Let's all spare a thought for a man named Chris Jackson right now. As Getty's longtime royal photographer, he would usually, in the countdown to the imminent arrival of a royal baby, be preparing to stake out the Lindo Wing of St Mary's Hospital in London.
But the Duchess of Sussex is a very different royal and this is a very different pregnancy. We don't know where or when she is likely to go into labour or what might happen after that. Will it be a home birth? A water birth? Will she be in London or Windsor? Just what is Chris Jackson meant to do with himself?
As the world waits with bated breath, the only thing we can say with any certainty is Harry and Meghan want the press and the public nowhere near any of it. They have gone to unprecedented lengths to deny the media any skerrick of information about what they have planned or what might come to pass.
On some level, this is understandable.
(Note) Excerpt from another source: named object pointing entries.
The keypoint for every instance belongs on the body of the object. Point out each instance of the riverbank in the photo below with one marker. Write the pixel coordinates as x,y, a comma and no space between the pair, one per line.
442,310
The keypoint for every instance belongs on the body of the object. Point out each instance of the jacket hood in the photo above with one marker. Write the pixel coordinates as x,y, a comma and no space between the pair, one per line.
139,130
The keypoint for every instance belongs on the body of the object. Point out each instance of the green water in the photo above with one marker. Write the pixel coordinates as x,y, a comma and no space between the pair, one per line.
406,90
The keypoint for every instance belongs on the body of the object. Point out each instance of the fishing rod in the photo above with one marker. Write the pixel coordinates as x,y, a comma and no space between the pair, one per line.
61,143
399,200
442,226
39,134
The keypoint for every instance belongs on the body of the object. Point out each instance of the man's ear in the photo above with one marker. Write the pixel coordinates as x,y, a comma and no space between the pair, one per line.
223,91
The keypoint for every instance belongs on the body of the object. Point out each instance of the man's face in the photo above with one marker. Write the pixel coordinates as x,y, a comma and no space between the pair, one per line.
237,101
Harry and Meghan want to get to enjoy their first hours as a family without the trauma of a 1001 flashes going off and without contending with the mania of the flock of hardcore royalists dressed entirely in Union Jack outfits who linger outside the Lindo Wing.
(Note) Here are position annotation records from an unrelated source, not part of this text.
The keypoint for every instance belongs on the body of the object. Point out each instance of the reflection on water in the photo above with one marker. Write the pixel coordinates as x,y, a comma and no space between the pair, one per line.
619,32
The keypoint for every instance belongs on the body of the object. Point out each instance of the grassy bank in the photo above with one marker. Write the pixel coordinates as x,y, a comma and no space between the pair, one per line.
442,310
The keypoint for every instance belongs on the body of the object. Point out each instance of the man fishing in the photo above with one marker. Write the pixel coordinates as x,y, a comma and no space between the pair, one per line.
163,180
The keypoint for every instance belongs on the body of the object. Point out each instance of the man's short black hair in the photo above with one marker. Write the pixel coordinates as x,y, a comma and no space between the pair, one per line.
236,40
The best guess anyone can make right now is that Harry and Meghan will release the first image of their bubba via their hotly watched Instagram — #Family #Blessed.
However, totally refusing to let the media play any role or the public to have any access during their baby's arrival is a grave miscalculation.
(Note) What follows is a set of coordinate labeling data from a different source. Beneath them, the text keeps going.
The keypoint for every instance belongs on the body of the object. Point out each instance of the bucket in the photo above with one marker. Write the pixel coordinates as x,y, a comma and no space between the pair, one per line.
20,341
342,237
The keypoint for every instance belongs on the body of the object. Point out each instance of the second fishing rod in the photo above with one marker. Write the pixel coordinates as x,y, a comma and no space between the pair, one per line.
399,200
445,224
For one thing, their current policy of zero information and no planned photocalls just means the media will stake out more royal residences, hospitals, doula collectives and aromatherapy studios in the hope of staying on top of Meghan's movements before and after the birth.
Secondly, by keeping people in the dark, Meghan and Harry are actually stoking public curiosity.
Ironically their strategy to minimise intrusion might actually do the exact opposite and only amplify the press and public interest.
If Meghan and Harry are in any doubt, they need look no further than their good mates George and Amal Clooney.
When Amal gave birth to twins Ella and Alexander in 2017, the couple didn't release an official shot.
Did that result in the press giving them privacy and leaving them alone? Nope — in fact, the paparazzi were so desperate to get a shot, several of them scaled the wall of the Clooney's Lake Como palazzo and took unauthorised snaps of the six-week old babies in their parents' arms.
Now let me be clear — the Amal situation was a breach of privacy and the new parents were totally in the right to protect their twin babies. But it does illustrate that extreme lengths that photographers will go to get THE shot.
That hunger is only going to be greater in Harry and Meghan's case.
By denying the media the chance to take a snap in an orderly, structured way, Harry and Meghan are unwittingly giving them license to rampage across Windsor, doing anything and everything possible to try and secure an image. Can you imagine the drones, long lenses and CIA-worthy technology that is going to be employed in the race to secure the first photo of the bub?
Cast your mind back to the three times that Kate, blow-dried to within an inch of her life, fronted the media with Wills after the arrivals of each of her tots. She was most likely wearing gauze underpants under those lovely frocks and still in some pain however I am starting to think these photo calls were a media masterstroke rather than sheer madness.
Firstly, she gave the press and the people what they wanted. A lovely look at her lovely baby! It might be uncomfortable to admit but the British people do have some claim to royal babies — they are possessive of the newest arrivals and desperately want to be a part of the glorious event.
Secondly, by satiating the media, she denied them any leeway to hound the new family afterwards. If the media had followed the Cambridges once they had taken their baby home the public would have excoriated them.
Whether it was a conscious bargain or simply a courtesy, in the weeks and months after that first photocall, the Cambridges got a significant reprieve from media coverage.
Harry and Meghan might be desperate for solitude and peace as they become parents for the first time but I fear their blackout strategy is going to dramatically misfire. Just let Chris Jackson do his job — it will be much easier in the long run.
Daniela Elser is a royal expert and freelance writer.